Federal lawmakers looking to bolster regulations around hospitals’ charity care spending have run into stiff opposition from hospital lobbying groups, which argue that nonprofit hospitals' public benefit vastly exceeds the value of their tax exemptions. Generally, the conversation was put aside as the COVID-19 pandemic strained hospitals. Congress may be less likely to pursue stricter charity care standards as hospitals grapple with labor shortages, higher supply costs, rising interest rates and other economic headwinds.
Still, some members of Congress continue to draw attention to the issue. Earlier this month, Sens. Elizabeth Warren (D-Mass.), Raphael Warnock (D-Ga.) Dr. Bill Cassidy (R-La.) and Charles Grassley (R-Iowa), sent a letter to the Internal Revenue Service that argued that federal community benefit standards are insufficient.
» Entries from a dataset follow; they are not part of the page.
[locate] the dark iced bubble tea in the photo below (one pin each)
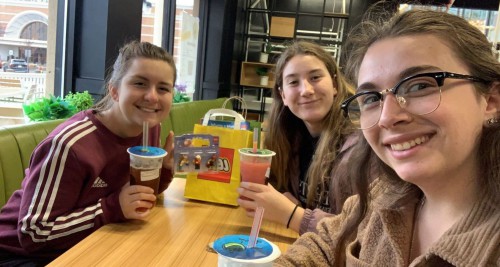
(145, 166)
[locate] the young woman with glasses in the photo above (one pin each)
(310, 137)
(427, 102)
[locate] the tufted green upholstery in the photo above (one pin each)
(18, 142)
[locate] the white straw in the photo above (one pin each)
(257, 221)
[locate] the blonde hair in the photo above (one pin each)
(127, 53)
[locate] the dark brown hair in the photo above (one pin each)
(282, 135)
(470, 46)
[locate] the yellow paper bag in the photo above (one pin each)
(220, 187)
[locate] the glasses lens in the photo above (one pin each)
(419, 95)
(364, 110)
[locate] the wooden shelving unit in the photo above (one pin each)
(249, 75)
(279, 22)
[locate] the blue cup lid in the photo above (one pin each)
(235, 246)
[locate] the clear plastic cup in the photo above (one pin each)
(145, 166)
(254, 166)
(233, 252)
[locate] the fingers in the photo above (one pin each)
(136, 201)
(253, 186)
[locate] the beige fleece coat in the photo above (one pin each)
(383, 238)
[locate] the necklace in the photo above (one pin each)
(416, 213)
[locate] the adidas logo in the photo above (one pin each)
(99, 183)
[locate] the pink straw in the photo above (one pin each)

The senators cited a 2020 Government Accountability Office report, concluding that IRS oversight is challenged by “lack of clarity” around what constitutes community benefits. They also noted a recent KFF report that found nonprofit hospitals received $28 billion in taxpayer subsidies in 2020 but only provided $16 billion in charity care.
The lawmakers asked the IRS to provide a list of the most commonly reported community benefit activities and to identify hospitals most likely to not comply with the federal law, among other stipulations.
Charity care and community benefit spending reform, on a federal level, has been slow. Change to both federal and state laws likely hinges on whether politicians have the leverage to overcome hospital lobbying efforts.
“Whether other states will follow [Oregon] remains to be seen, but at least there is a precedent for other states to follow,” Bai said.